La raison principale en est que la dévolution a aussi été et peut-être en premier lieu un succès économique accompagné du recul du chômage qui est maintenant au niveau de la moyenne britannique. Le Pays de Galles a, depuis 1999, créé un gain net de 150 000 emplois ; la dévolution n'a détruit aucun emploi contrairement à ce que nous annonçaient les anti-Dévolution, bien au contraire la dévolution a aidé à la création de nouveaux emplois.
Le Pays de Galles a évolué durant cette décennie ; en tant que nation, nous sommes bien mieux préparés à prendre la responsabilité de notre propre avenir, en tenant compte de nos propres erreurs et en en tirant les leçons nécessaires. C'est ainsi que se bâtit une nation.
En 1997, la majorité pour la création d'une Assemblée galloise était très juste ; depuis, divers sondages ont montré un soutien grandissant pour la dévolution et les nouvelles institutions galloises.

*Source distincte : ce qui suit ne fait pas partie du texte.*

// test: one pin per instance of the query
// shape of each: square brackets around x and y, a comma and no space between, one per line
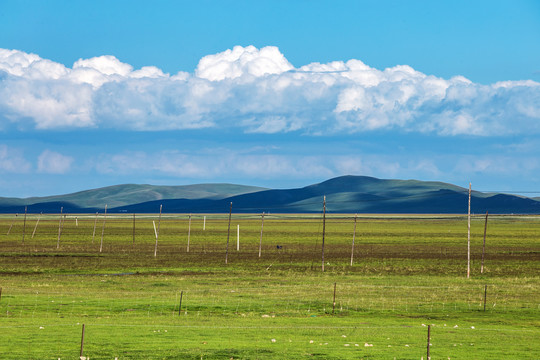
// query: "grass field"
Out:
[408,272]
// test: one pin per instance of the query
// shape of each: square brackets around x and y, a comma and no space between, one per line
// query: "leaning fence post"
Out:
[180,307]
[334,303]
[484,246]
[429,339]
[24,224]
[228,235]
[260,241]
[103,228]
[59,227]
[82,342]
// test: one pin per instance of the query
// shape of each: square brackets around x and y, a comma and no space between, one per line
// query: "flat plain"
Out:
[408,273]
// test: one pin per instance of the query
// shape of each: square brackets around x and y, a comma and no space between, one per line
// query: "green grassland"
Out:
[408,272]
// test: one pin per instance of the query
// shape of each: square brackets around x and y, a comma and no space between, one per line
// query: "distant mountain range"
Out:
[345,194]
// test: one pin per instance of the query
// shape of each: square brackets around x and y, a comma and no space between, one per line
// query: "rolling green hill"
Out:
[129,194]
[345,194]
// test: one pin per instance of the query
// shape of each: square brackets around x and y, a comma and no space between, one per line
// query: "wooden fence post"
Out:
[94,233]
[469,236]
[189,232]
[60,227]
[133,243]
[429,339]
[262,226]
[103,229]
[354,235]
[228,235]
[334,301]
[35,227]
[484,246]
[9,230]
[180,307]
[24,223]
[324,224]
[82,342]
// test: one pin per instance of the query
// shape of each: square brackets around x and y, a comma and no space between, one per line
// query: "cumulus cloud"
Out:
[259,91]
[51,162]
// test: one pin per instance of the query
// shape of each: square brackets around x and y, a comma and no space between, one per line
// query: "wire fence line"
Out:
[296,300]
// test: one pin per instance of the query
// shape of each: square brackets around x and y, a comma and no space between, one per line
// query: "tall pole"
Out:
[157,231]
[103,229]
[324,224]
[484,246]
[262,226]
[189,231]
[354,235]
[228,234]
[133,229]
[9,230]
[428,357]
[94,233]
[59,227]
[469,236]
[35,227]
[24,224]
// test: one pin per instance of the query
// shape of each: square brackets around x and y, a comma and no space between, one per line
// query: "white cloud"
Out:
[51,162]
[240,61]
[258,90]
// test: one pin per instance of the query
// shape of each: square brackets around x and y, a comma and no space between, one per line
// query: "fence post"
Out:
[469,236]
[35,227]
[354,235]
[262,226]
[24,224]
[60,227]
[429,339]
[484,246]
[103,229]
[180,307]
[334,302]
[189,232]
[133,229]
[82,342]
[9,230]
[228,235]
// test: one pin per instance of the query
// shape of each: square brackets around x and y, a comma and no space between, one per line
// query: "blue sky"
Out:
[269,93]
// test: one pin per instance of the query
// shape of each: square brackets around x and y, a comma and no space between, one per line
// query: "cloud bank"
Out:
[258,91]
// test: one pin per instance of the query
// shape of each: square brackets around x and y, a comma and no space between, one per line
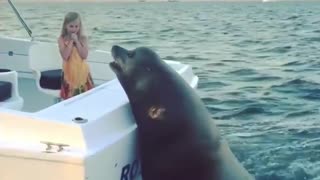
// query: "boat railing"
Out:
[20,19]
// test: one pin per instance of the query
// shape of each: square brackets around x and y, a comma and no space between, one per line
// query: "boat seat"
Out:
[5,90]
[46,63]
[9,94]
[51,79]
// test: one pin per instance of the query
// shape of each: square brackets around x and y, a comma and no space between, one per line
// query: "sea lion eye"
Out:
[131,54]
[156,112]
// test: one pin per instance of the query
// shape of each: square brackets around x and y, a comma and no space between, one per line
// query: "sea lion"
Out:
[177,139]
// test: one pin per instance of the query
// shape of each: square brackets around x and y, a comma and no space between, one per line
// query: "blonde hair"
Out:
[71,16]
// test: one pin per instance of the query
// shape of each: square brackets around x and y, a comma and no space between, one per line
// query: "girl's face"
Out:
[73,27]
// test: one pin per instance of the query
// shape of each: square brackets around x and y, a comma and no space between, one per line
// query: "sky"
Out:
[108,0]
[125,0]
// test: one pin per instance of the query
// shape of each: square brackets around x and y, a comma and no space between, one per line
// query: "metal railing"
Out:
[21,19]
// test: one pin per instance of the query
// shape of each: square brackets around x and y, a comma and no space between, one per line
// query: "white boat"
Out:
[91,136]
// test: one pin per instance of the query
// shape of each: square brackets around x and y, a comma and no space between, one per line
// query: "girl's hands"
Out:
[74,37]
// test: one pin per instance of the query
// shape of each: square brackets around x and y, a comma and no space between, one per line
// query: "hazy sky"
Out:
[109,0]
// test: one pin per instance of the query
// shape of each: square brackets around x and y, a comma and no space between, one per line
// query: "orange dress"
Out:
[76,77]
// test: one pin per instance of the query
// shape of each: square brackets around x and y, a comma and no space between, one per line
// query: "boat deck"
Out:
[34,100]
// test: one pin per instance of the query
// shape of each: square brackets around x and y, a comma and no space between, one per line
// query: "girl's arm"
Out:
[82,47]
[65,50]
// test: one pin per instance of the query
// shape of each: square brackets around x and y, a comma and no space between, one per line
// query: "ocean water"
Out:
[258,65]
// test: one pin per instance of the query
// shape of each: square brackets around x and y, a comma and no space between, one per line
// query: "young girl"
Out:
[76,77]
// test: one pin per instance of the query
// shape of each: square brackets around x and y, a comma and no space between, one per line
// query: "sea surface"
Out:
[258,64]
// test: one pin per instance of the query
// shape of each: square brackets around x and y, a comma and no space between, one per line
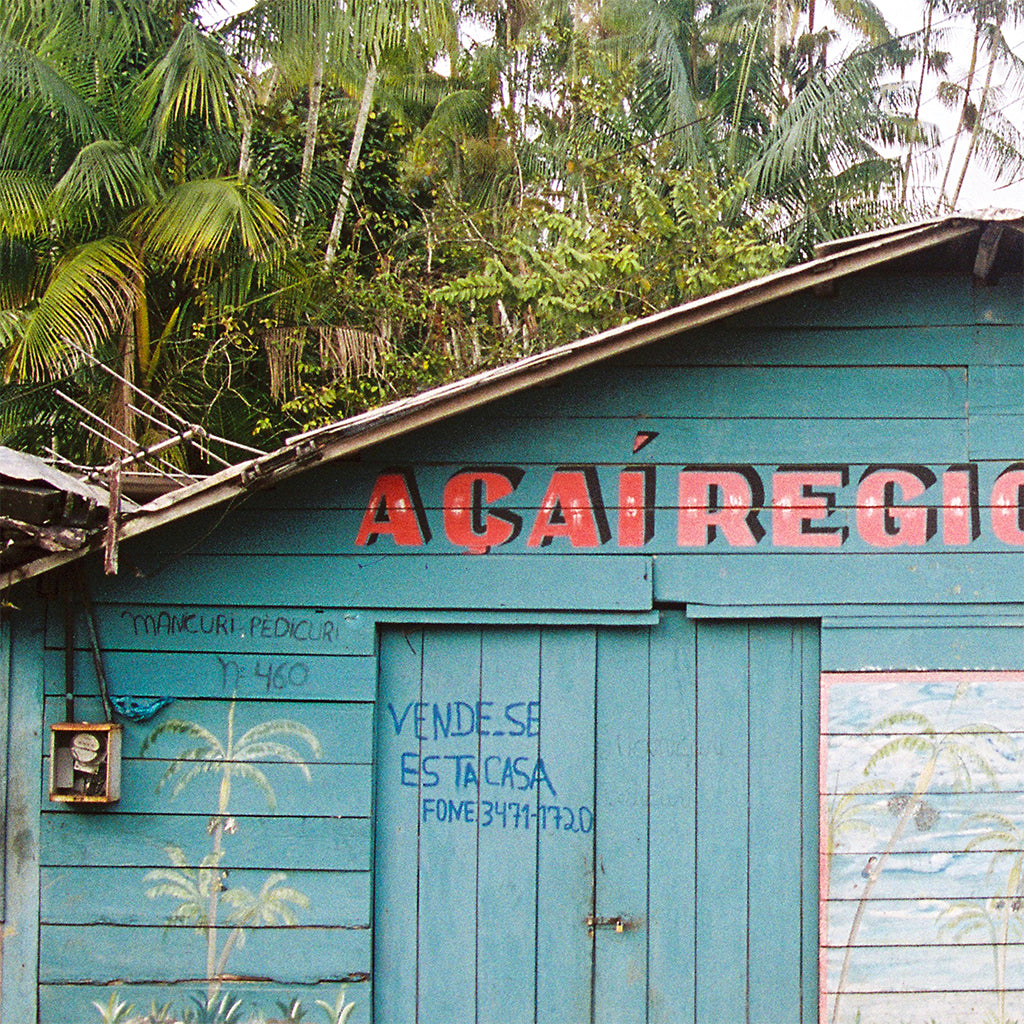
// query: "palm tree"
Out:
[951,752]
[118,209]
[232,758]
[1006,839]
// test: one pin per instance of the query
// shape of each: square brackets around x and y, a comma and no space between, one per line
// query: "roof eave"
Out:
[352,435]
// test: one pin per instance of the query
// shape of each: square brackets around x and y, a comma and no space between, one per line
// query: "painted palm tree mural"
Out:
[923,867]
[222,913]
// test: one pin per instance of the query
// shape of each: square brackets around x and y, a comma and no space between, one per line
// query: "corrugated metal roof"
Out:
[836,260]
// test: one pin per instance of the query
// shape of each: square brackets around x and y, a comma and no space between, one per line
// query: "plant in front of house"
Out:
[204,899]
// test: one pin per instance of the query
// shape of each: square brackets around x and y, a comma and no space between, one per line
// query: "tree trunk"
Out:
[926,46]
[366,103]
[312,119]
[993,56]
[924,781]
[967,99]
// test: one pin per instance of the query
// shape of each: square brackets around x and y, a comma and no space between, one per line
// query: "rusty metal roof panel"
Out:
[905,245]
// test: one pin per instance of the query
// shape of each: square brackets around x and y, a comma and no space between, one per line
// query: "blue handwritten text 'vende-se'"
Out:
[462,718]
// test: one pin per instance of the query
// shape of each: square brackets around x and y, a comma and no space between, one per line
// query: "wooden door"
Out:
[581,824]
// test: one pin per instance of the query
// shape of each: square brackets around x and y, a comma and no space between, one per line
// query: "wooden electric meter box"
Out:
[85,763]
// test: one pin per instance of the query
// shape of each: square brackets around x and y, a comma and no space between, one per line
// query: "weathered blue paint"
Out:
[20,938]
[672,702]
[503,897]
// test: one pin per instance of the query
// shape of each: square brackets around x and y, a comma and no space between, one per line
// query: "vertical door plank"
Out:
[775,844]
[565,857]
[396,834]
[810,671]
[507,858]
[722,822]
[446,987]
[673,821]
[621,879]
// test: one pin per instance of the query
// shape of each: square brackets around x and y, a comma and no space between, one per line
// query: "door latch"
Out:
[593,923]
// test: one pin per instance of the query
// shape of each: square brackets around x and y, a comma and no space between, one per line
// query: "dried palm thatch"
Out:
[351,351]
[346,351]
[285,347]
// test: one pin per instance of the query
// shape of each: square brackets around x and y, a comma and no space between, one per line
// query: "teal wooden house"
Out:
[673,676]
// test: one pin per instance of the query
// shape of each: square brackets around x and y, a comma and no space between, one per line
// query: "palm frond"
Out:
[195,79]
[87,298]
[181,727]
[107,176]
[281,727]
[23,204]
[28,78]
[201,220]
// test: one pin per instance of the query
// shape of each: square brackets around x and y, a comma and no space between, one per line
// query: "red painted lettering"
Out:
[725,499]
[572,508]
[467,523]
[882,521]
[1008,505]
[796,505]
[394,510]
[636,506]
[961,514]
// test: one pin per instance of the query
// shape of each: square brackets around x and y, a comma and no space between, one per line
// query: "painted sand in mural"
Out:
[922,847]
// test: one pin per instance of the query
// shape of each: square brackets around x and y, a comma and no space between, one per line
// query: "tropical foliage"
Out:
[317,205]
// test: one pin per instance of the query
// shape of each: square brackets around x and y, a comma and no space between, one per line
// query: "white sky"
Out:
[980,190]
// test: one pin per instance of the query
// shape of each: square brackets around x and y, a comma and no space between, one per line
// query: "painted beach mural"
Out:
[922,847]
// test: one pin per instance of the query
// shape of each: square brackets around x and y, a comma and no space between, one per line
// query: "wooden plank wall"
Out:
[889,371]
[914,372]
[119,904]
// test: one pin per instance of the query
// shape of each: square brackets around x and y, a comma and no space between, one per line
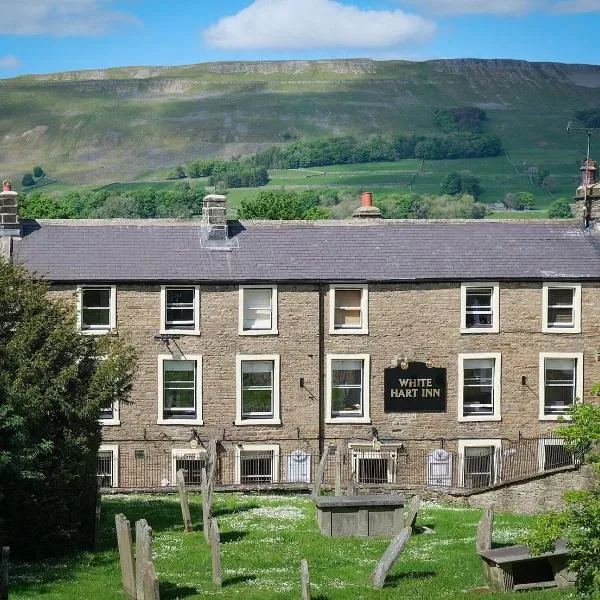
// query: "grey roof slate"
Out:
[136,250]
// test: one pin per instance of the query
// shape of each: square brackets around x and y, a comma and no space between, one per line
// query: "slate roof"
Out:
[170,251]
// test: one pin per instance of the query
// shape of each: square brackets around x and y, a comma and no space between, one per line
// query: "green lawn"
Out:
[263,539]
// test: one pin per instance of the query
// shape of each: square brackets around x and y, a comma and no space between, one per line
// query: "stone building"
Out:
[429,352]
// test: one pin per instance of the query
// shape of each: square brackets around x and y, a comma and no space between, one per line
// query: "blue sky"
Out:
[44,36]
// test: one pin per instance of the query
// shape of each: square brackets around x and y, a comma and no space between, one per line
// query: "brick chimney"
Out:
[366,210]
[9,211]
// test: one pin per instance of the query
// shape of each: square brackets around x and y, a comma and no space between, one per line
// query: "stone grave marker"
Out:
[143,554]
[485,529]
[389,558]
[4,565]
[126,555]
[305,579]
[215,547]
[183,499]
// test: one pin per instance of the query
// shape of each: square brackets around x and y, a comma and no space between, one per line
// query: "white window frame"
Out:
[361,451]
[542,444]
[112,325]
[464,287]
[274,311]
[576,328]
[190,357]
[240,448]
[185,453]
[366,416]
[114,449]
[497,389]
[364,309]
[276,418]
[496,443]
[163,310]
[578,356]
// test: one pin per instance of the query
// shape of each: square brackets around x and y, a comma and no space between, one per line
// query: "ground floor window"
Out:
[374,466]
[552,454]
[108,465]
[256,464]
[480,462]
[191,462]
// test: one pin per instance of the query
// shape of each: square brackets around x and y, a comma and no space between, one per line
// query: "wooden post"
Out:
[304,579]
[151,589]
[206,507]
[338,473]
[389,558]
[126,555]
[4,564]
[215,548]
[143,554]
[185,507]
[320,472]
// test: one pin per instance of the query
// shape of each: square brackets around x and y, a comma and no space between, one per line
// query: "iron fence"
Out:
[399,465]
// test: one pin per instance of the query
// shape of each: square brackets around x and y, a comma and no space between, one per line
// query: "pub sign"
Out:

Cela ne m'étonne guère, dans la mesure où les craintes exprimées par les anti-Dévolution sur l'incapacité supposée des Gallois à gérer leurs affaires se sont révélées injustifiées. Les faits parlent d'eux-mêmes : la situation du Pays de Galles s'est nettement améliorée depuis la création de l'Assemblée nationale galloise.
Quelques exemples de décisions prises par notre Assemblée :
— dans le domaine de l'éducation, la mise en place d'une sorte de baccalauréat à la galloise pour les 16 – 19 ans ou la création de jardins d'enfants sur le modèle scandinave qui ouvriront en septembre prochain ; petit à petit, le système d'enseignement gallois s'éloigne du modèle britannique dominant depuis 125 ans.
— le système de bourses délivrées par l'Assemblée pour permettre au plus grand nombre de suivre des études supérieures, l'interdiction de fumer ou bien encore la délivrance gratuite de médicaments, autant de mesures qui améliorent la vie quotidienne des Gallois.
— autre exemple : le transport en bus gratuit pour les retraités, qui a donné la liberté à des milliers de seniors, non seulement de faire leurs courses hebdomadaires mais aussi de voyager à travers le Pays de Galles pour visiter leur famille ou leurs amis.
Notre approche de l'économie a considérablement évolué depuis 10 ans et nous continuerons en ce sens : terminée l'époque où nous construisions d'abord des zones industrielles avant de chercher ensuite des investisseurs pour remplir les espaces vides.
Maintenant nous encourageons les sociétés à développer leurs unités de recherche scientifique et technique au Pays de Galles.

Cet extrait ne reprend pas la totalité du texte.